Implikasinya, ada lowongan kerja hingga 2.500 orang akan mengelola sapi, supplier pakan sapi, pengelola RPH hingga produk turunan daging sapi, sopir angkutan pakan dan distribusi sapi. Menyerap dana kredit bank di atas Rp 1,6 triliun/tahun berputar produktif.
2). Peternak Rakyat.
Seorang peternak sedang bergabung dengan importir besar dan peternak sapi kaliber raksasa di Australia. Berkomitmen untuk impor sapi betina bunting dan bakalan calon produktif lalu dipasarkan ke peternak rakyat, kontinu dan konsisten berlanjut. Target 25.000 ekor indukan/tahun.
Implikasinya, banyak petani sawit di kawasan transmigrasi makin inovatif menekan harga pokok produksi (HPP) karena integrasi sawit sapi. Ekonomi kerakyatan mandiri menggeliat massal, ke depan impor sapi dan daging akan berkurang. Karena indukan sapi produktif makin massal lagi.
Data Populasi (2013 vs 2023) oleh BPS ;
Per 1 Mei 2013, jumlah sapi dan kerbau secara keseluruhan mencapai 14,24 juta ekor, terdiri dari sekitar 12,69 juta sapi potong, 0,44 juta sapi perah, dan 1,11 juta kerbau .
Per 1 Mei 2023, populasi sapi dan kerbau menurun menjadi 11,79 juta ekor, yang terbagi dalam 11,32 juta sapi (potong + perah) dan 0,47 juta kerbau .
Secara garis besar, terjadi penurunan sekitar 2,45 juta ekor atau sekitar 17,2% selama satu dekade. Tanda hilangnya kesempatan kerja, hilangnya pendapatan masyarakat pedesaan dan kemandirian bangsa.
Sebabnya ;
1). Peningkatan penjualan sapi betina yang murah untuk pemenuhan kebutuhan daging, karena bersaing dengan daging beku impor yang saat itu murah.

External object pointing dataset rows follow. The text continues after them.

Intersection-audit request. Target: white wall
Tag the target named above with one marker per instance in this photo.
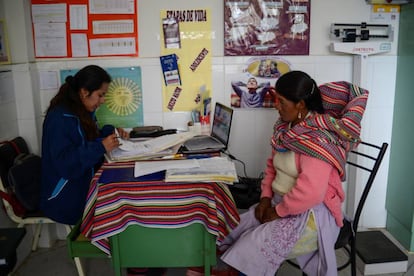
(252, 129)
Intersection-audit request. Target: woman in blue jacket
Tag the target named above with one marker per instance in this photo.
(72, 144)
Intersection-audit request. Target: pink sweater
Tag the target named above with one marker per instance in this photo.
(317, 182)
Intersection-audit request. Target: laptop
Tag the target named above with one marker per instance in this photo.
(219, 137)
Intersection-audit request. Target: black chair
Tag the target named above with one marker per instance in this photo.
(367, 157)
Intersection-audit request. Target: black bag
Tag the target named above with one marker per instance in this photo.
(246, 192)
(25, 180)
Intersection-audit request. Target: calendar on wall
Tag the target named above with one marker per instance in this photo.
(84, 28)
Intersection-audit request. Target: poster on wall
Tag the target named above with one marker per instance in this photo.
(123, 100)
(252, 87)
(271, 27)
(186, 40)
(84, 28)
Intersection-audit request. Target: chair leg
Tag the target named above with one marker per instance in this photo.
(353, 259)
(36, 236)
(79, 266)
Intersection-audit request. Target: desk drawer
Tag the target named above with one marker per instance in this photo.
(139, 246)
(79, 246)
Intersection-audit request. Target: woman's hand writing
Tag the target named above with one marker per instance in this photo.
(110, 142)
(123, 133)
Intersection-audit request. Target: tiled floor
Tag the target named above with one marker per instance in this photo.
(55, 262)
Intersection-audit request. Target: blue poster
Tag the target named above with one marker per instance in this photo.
(123, 101)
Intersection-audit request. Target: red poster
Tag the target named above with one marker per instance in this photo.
(84, 28)
(271, 27)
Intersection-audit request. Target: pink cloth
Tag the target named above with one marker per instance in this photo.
(319, 182)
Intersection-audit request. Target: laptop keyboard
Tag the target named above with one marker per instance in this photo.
(202, 142)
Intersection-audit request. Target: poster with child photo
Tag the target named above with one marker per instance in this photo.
(253, 87)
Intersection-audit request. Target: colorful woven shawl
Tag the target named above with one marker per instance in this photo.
(331, 135)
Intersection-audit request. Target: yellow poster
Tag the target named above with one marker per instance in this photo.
(186, 41)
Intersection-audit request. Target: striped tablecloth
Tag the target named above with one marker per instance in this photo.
(116, 199)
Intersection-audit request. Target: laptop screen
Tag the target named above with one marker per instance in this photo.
(222, 123)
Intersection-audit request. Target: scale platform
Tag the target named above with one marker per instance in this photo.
(377, 254)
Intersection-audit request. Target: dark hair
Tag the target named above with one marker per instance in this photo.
(296, 86)
(90, 78)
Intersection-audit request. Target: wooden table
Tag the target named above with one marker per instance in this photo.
(145, 222)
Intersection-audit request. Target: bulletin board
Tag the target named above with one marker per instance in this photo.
(84, 28)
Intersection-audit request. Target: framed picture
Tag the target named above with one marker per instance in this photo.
(4, 47)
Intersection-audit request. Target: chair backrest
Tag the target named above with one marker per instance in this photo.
(367, 157)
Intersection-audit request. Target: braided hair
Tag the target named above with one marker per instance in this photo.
(296, 86)
(89, 78)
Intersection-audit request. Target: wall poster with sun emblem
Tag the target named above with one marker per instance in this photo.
(123, 100)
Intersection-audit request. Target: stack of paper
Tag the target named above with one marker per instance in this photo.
(154, 147)
(218, 169)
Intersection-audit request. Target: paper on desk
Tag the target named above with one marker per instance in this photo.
(147, 167)
(211, 169)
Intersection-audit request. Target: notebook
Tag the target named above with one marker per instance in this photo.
(219, 136)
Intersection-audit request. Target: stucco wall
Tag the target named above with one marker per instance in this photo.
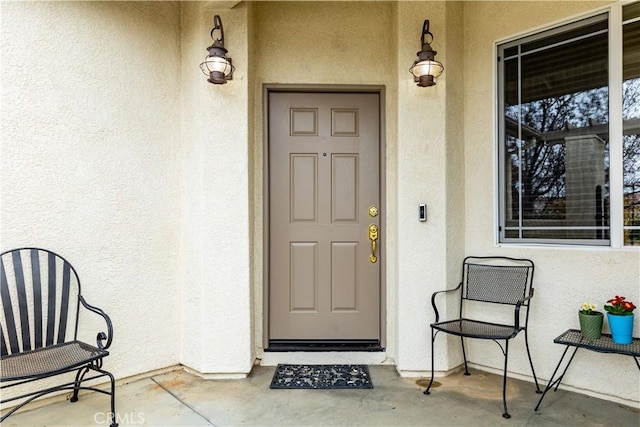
(565, 277)
(215, 283)
(88, 166)
(117, 153)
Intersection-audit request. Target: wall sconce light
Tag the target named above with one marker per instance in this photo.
(216, 65)
(426, 68)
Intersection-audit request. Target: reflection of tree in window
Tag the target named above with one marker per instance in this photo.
(631, 127)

2). Kurangnya regenerasi betina dan populasi kawin karena afkir lebih besar dari kelahiran sapi baru, karena pembiaran terhadap pemotongan sapi betina produktif.
3). Adanya penyakit misal PMK dan LSD atau keterbatasan manajemen reproduksi hingga terjadi inbreeding kawin keluarga.
Manfaatnya ;
1). Menunjukkan potensi dan tekanan pada ketahanan daging nasional.
2). Menjadi dasar kebijakan regenerasi dan pengembangan bibit sapi lokal.
3). Memberi warning bagi pemerintah untuk intervensi seperti subsidi, inseminasi buatan, dan biosekuriti.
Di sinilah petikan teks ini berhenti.